Goat milk is a vital component of China's dairy industry, renowned for its richness in lipids essential to human health. Polyunsaturated fatty acids (PUFAs), such as docosahexaenoic acid (C22:6n-3, DHA), are particularly valuable for their integration into Phospholipids and triacylglycerols. While mammary cells can uptake and channel PUFAs into lipids for milk fat secretion, the broader functional effects of DHA within these cells remain unclear. This study demonstrated that DHA supplementation markedly altered levels of lipid subclasses in goat mammary epithelial cells (GMECs), as revealed by lipidomic analysis.
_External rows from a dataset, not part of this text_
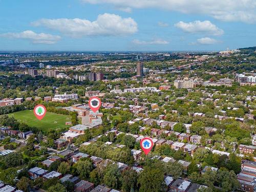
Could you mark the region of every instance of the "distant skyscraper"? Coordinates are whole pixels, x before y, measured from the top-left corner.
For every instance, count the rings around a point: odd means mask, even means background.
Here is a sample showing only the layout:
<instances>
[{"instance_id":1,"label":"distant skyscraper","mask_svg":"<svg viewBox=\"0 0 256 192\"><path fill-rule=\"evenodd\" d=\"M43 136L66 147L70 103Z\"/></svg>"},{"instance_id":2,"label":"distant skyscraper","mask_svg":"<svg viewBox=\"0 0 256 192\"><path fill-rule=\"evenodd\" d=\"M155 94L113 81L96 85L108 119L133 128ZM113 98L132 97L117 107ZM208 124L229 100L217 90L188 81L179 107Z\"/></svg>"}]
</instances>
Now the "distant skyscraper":
<instances>
[{"instance_id":1,"label":"distant skyscraper","mask_svg":"<svg viewBox=\"0 0 256 192\"><path fill-rule=\"evenodd\" d=\"M37 75L37 70L36 69L30 69L28 70L29 75L31 75L32 77L35 77Z\"/></svg>"},{"instance_id":2,"label":"distant skyscraper","mask_svg":"<svg viewBox=\"0 0 256 192\"><path fill-rule=\"evenodd\" d=\"M83 81L88 79L88 76L87 75L79 75L78 76L78 80L80 81Z\"/></svg>"},{"instance_id":3,"label":"distant skyscraper","mask_svg":"<svg viewBox=\"0 0 256 192\"><path fill-rule=\"evenodd\" d=\"M101 81L103 80L104 75L102 73L96 73L95 75L95 80Z\"/></svg>"},{"instance_id":4,"label":"distant skyscraper","mask_svg":"<svg viewBox=\"0 0 256 192\"><path fill-rule=\"evenodd\" d=\"M46 70L46 76L48 77L57 77L57 75L59 74L58 71Z\"/></svg>"},{"instance_id":5,"label":"distant skyscraper","mask_svg":"<svg viewBox=\"0 0 256 192\"><path fill-rule=\"evenodd\" d=\"M143 62L137 63L137 75L141 77L144 75Z\"/></svg>"},{"instance_id":6,"label":"distant skyscraper","mask_svg":"<svg viewBox=\"0 0 256 192\"><path fill-rule=\"evenodd\" d=\"M89 73L88 79L90 81L95 81L95 73Z\"/></svg>"},{"instance_id":7,"label":"distant skyscraper","mask_svg":"<svg viewBox=\"0 0 256 192\"><path fill-rule=\"evenodd\" d=\"M39 67L40 68L44 68L44 67L45 67L45 66L44 66L44 63L42 63L41 62L39 63Z\"/></svg>"}]
</instances>

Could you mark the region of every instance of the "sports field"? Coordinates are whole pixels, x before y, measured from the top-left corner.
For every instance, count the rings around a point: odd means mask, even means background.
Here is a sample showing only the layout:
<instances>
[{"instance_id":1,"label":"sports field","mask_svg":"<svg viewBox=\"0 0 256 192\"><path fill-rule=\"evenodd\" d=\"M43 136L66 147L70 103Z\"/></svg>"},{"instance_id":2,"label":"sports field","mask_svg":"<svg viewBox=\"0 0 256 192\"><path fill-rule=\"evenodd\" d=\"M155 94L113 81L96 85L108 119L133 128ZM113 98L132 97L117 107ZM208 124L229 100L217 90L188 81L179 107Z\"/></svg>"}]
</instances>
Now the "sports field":
<instances>
[{"instance_id":1,"label":"sports field","mask_svg":"<svg viewBox=\"0 0 256 192\"><path fill-rule=\"evenodd\" d=\"M58 128L68 128L71 126L65 125L66 122L71 121L71 116L54 113L47 112L45 117L40 121L34 115L33 110L18 111L10 113L8 115L9 117L14 117L20 122L30 126L35 126L43 131Z\"/></svg>"}]
</instances>

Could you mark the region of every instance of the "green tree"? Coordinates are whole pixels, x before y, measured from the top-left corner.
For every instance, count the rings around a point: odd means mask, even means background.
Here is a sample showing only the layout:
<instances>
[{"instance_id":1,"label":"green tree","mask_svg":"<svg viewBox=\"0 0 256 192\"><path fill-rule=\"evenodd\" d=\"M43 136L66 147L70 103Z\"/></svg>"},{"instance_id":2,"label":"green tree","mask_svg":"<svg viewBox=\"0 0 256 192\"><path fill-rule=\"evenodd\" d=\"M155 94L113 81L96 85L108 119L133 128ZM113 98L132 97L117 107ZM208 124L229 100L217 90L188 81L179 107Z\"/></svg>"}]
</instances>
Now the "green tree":
<instances>
[{"instance_id":1,"label":"green tree","mask_svg":"<svg viewBox=\"0 0 256 192\"><path fill-rule=\"evenodd\" d=\"M66 162L62 162L58 167L58 172L65 175L69 172L70 169L70 165Z\"/></svg>"},{"instance_id":2,"label":"green tree","mask_svg":"<svg viewBox=\"0 0 256 192\"><path fill-rule=\"evenodd\" d=\"M88 177L90 172L93 169L93 163L88 160L78 161L75 165L77 169L77 173L82 178Z\"/></svg>"},{"instance_id":3,"label":"green tree","mask_svg":"<svg viewBox=\"0 0 256 192\"><path fill-rule=\"evenodd\" d=\"M174 163L170 161L167 164L166 172L176 179L182 175L183 167L182 165L177 161Z\"/></svg>"},{"instance_id":4,"label":"green tree","mask_svg":"<svg viewBox=\"0 0 256 192\"><path fill-rule=\"evenodd\" d=\"M14 179L17 175L17 170L13 167L8 168L1 172L0 180L13 185L15 184Z\"/></svg>"},{"instance_id":5,"label":"green tree","mask_svg":"<svg viewBox=\"0 0 256 192\"><path fill-rule=\"evenodd\" d=\"M128 147L132 148L134 146L135 142L136 139L134 137L130 135L126 135L123 137L121 144L125 145Z\"/></svg>"},{"instance_id":6,"label":"green tree","mask_svg":"<svg viewBox=\"0 0 256 192\"><path fill-rule=\"evenodd\" d=\"M50 165L48 168L48 171L49 172L52 172L53 170L54 170L55 172L57 171L59 165L60 165L60 163L61 163L61 162L60 161L54 161L53 163Z\"/></svg>"},{"instance_id":7,"label":"green tree","mask_svg":"<svg viewBox=\"0 0 256 192\"><path fill-rule=\"evenodd\" d=\"M228 172L224 169L218 170L217 180L221 183L221 187L224 191L234 191L239 186L237 175L233 170Z\"/></svg>"},{"instance_id":8,"label":"green tree","mask_svg":"<svg viewBox=\"0 0 256 192\"><path fill-rule=\"evenodd\" d=\"M182 123L176 123L174 126L174 131L179 133L186 133L186 129L185 125Z\"/></svg>"},{"instance_id":9,"label":"green tree","mask_svg":"<svg viewBox=\"0 0 256 192\"><path fill-rule=\"evenodd\" d=\"M204 123L202 121L193 122L189 130L193 135L203 135L205 133Z\"/></svg>"},{"instance_id":10,"label":"green tree","mask_svg":"<svg viewBox=\"0 0 256 192\"><path fill-rule=\"evenodd\" d=\"M5 156L5 162L8 167L15 167L23 163L23 157L20 152L11 153Z\"/></svg>"},{"instance_id":11,"label":"green tree","mask_svg":"<svg viewBox=\"0 0 256 192\"><path fill-rule=\"evenodd\" d=\"M93 169L90 173L90 181L94 183L95 185L100 183L100 176L99 175L97 169Z\"/></svg>"},{"instance_id":12,"label":"green tree","mask_svg":"<svg viewBox=\"0 0 256 192\"><path fill-rule=\"evenodd\" d=\"M67 192L67 190L64 186L60 183L57 183L55 185L50 187L47 190L47 192Z\"/></svg>"},{"instance_id":13,"label":"green tree","mask_svg":"<svg viewBox=\"0 0 256 192\"><path fill-rule=\"evenodd\" d=\"M194 159L198 162L204 162L209 155L209 150L205 148L199 148L194 154Z\"/></svg>"},{"instance_id":14,"label":"green tree","mask_svg":"<svg viewBox=\"0 0 256 192\"><path fill-rule=\"evenodd\" d=\"M121 174L117 164L109 164L104 170L103 181L107 186L111 188L118 188L120 185Z\"/></svg>"},{"instance_id":15,"label":"green tree","mask_svg":"<svg viewBox=\"0 0 256 192\"><path fill-rule=\"evenodd\" d=\"M127 169L122 173L122 191L130 192L136 189L138 174L133 169Z\"/></svg>"},{"instance_id":16,"label":"green tree","mask_svg":"<svg viewBox=\"0 0 256 192\"><path fill-rule=\"evenodd\" d=\"M198 173L199 172L199 169L197 166L197 163L195 161L192 161L191 163L188 165L187 168L187 174L188 175L191 174L193 173Z\"/></svg>"},{"instance_id":17,"label":"green tree","mask_svg":"<svg viewBox=\"0 0 256 192\"><path fill-rule=\"evenodd\" d=\"M140 174L138 184L140 192L164 191L164 173L159 168L146 167Z\"/></svg>"}]
</instances>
DHA treatment significantly increased the levels of free DHA, alongside DHA-enriched triacylglycerols, phosphatidylcholine, phosphatidylethanolamine, and phosphatidylserine, thereby driving lipid remodeling in GMECs. Additionally, DHA modulated transcription of key fatty acid metabolism genes, such as SREBP1, FASD2, and FASN. Mechanistically, DHA supplementation activated the AMPK signaling pathway inhibiting fatty acid metabolism, and upregulated the expression of fatty acid transport gene-CD36 in GMECs. Knockdown or mutation of the fatty acid binding domain of CD36 diminished DHA-induced AMPK activation and transcriptional regulation of fatty acid metabolism genes in GMECs. In summary, DHA supplementation induces lipid remodeling in GMECs via the CD36-AMPK signaling axis, highlighting its potential to facilitate the development of DHA-enriched functional goat milk.

AMPK; CD36; DHA; Fatty acid metabolism; Lipid remodeling.